List And Hash

3 December 2015

It's now common in many programming environments to represent data structures as a composite of lists and hashmaps. Most major languages now provide standard versions of these data structures, together with a rich range of operations, in particular Collection Pipelines, to manipulate them. These data structures are very flexible, allowing us to represent most forms of hierarchy in a manner that's easy to process and manipulate. [1]

The essence of this data structure is that there are (usually) two composite data types:

  • Hashmaps are a key-value data structure, which may be called associative arrays, hashtables, maps, or dictionaries.
  • Lists are simple sequences. They're not quite the same as traditional arrays as they dynamically resize as you add or remove elements (some languages do call them arrays, however). They can be indexed by integer keys.

The leaves of the tree can be any other element, commonly the basic primitives in the language (such as integers and strings), but also any other structure that isn't treatable as a list or hash.

In most cases there are separate data types for the list and hash, since their access operations differ. However, as any lisper can tell you, it's easy to represent a hash as a list of key-value pairs. Similarly you can treat a hash with numeric indexes as a list (which is what Lua's tables do).

A list 'n' hash structure is by default schemaless, the lists can contain disparate elements and the hashes any combination of keys.
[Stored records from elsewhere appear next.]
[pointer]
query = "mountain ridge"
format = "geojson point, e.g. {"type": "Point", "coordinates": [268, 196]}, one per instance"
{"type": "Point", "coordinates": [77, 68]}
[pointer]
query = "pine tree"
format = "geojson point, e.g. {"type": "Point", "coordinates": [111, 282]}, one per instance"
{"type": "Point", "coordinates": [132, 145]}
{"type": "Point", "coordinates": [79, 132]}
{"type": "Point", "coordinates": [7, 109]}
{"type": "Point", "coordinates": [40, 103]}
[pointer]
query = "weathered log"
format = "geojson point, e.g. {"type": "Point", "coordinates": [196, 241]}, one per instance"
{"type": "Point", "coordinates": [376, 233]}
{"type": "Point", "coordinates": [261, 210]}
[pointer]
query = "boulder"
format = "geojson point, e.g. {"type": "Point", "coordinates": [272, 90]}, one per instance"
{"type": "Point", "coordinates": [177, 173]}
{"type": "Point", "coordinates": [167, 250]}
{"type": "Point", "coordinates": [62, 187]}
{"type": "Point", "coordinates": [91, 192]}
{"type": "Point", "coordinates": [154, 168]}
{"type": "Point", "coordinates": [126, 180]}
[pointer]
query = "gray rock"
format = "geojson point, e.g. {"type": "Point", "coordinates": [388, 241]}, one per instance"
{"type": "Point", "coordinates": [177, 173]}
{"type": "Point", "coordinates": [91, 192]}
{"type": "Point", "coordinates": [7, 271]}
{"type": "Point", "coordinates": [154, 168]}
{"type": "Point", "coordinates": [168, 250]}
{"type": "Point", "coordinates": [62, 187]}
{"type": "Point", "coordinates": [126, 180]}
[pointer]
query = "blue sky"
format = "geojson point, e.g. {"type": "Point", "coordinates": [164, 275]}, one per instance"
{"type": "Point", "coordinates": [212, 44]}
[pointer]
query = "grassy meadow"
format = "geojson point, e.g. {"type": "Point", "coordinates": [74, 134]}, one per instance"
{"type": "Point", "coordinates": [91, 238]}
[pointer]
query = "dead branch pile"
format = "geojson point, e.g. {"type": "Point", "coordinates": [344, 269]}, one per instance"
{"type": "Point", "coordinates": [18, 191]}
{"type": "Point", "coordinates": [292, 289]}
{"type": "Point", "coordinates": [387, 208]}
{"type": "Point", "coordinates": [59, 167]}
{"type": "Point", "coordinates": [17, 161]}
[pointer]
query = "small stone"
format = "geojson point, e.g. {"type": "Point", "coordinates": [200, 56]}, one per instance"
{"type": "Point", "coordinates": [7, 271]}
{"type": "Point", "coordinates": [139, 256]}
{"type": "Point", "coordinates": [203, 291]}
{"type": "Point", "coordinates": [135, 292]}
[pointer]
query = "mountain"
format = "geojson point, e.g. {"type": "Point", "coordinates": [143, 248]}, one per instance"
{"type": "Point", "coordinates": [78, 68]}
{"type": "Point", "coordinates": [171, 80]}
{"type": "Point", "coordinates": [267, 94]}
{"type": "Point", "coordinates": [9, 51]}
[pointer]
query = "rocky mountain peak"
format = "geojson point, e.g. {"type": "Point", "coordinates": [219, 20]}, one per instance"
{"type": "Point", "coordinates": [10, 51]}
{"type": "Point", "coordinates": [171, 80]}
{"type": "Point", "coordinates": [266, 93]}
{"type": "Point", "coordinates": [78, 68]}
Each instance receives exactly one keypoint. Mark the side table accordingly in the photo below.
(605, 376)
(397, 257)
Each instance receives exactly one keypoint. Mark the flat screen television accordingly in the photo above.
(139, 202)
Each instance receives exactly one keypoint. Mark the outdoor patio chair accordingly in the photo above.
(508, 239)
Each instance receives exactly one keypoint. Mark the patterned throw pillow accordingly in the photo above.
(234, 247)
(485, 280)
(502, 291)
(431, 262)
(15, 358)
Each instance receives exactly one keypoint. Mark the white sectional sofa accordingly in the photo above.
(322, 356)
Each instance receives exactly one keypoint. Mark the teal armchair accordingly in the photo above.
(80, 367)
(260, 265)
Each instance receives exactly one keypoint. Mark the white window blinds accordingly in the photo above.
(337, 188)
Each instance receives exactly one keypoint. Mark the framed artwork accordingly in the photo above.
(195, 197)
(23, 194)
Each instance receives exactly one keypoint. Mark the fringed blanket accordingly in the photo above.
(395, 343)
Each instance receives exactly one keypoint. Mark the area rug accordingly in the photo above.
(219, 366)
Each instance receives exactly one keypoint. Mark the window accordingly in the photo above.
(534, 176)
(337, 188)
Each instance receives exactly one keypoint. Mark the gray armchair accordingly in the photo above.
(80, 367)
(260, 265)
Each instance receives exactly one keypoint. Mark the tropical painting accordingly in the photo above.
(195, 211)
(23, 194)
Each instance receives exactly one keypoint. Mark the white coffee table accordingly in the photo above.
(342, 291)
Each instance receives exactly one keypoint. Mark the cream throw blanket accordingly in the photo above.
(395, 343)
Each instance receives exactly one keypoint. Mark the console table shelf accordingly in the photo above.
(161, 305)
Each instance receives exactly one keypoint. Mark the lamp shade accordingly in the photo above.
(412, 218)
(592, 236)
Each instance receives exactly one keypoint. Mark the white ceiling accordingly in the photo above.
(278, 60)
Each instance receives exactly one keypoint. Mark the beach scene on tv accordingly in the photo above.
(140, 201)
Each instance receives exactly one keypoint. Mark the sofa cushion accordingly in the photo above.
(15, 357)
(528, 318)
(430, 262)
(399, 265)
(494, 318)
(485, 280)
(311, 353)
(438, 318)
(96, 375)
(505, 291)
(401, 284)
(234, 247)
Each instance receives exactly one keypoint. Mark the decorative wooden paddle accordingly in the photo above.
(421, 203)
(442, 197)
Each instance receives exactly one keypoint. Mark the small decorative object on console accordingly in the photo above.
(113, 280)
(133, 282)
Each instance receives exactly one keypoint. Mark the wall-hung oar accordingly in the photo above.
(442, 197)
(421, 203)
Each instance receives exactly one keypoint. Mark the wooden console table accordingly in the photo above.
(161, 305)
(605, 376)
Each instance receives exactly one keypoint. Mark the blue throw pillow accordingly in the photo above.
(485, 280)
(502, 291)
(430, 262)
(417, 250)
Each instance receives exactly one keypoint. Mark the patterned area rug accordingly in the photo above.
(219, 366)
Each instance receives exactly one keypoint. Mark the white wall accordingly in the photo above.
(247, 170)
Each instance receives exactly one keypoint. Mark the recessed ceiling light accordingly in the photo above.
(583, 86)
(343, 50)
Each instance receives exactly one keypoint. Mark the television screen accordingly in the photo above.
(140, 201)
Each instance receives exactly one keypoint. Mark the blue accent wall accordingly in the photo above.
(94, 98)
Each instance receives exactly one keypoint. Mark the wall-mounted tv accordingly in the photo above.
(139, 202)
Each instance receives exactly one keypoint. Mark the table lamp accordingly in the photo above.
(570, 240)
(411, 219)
This allows the data structure to be very flexible, but we must remember that we nearly always have an implicit schema when we manipulate a schemaless data structure, in that we expect certain data to be represented with certain keys.

A strength of the list and hash structure is that you can manipulate it with generic operations which know nothing of the actual keys present. These operations can then be parameterized with the keys that you wish to manipulate. The generic operations, usually arranged into a collection pipeline, provide a lot of navigation features to allow you to pluck what you need from the data structure without having to manipulate the individual pieces.

Although the usual way is to use flexible hashes for records, you can take a structure that uses defined record structures (or objects) and manipulate it in the same way as a hash if those record structures provide reflective operations. While such a structure will restrict what you can put in it (which is often a Good Thing), using generic operations to manipulate it can be very useful. But this does require the language environment to provide the mechanism to query records as if they are hashes.

List and hash structures can easily be serialized, commonly into a textual form. JSON is a particularly effective form of serialization for such a data structure, and is my default choice for this. Often XML is used to serialize list 'n' hash structures, it does a serviceable job, but is verbose and the distinction between attributes and elements makes no sense for these structures (although it makes plenty of sense for marking up text).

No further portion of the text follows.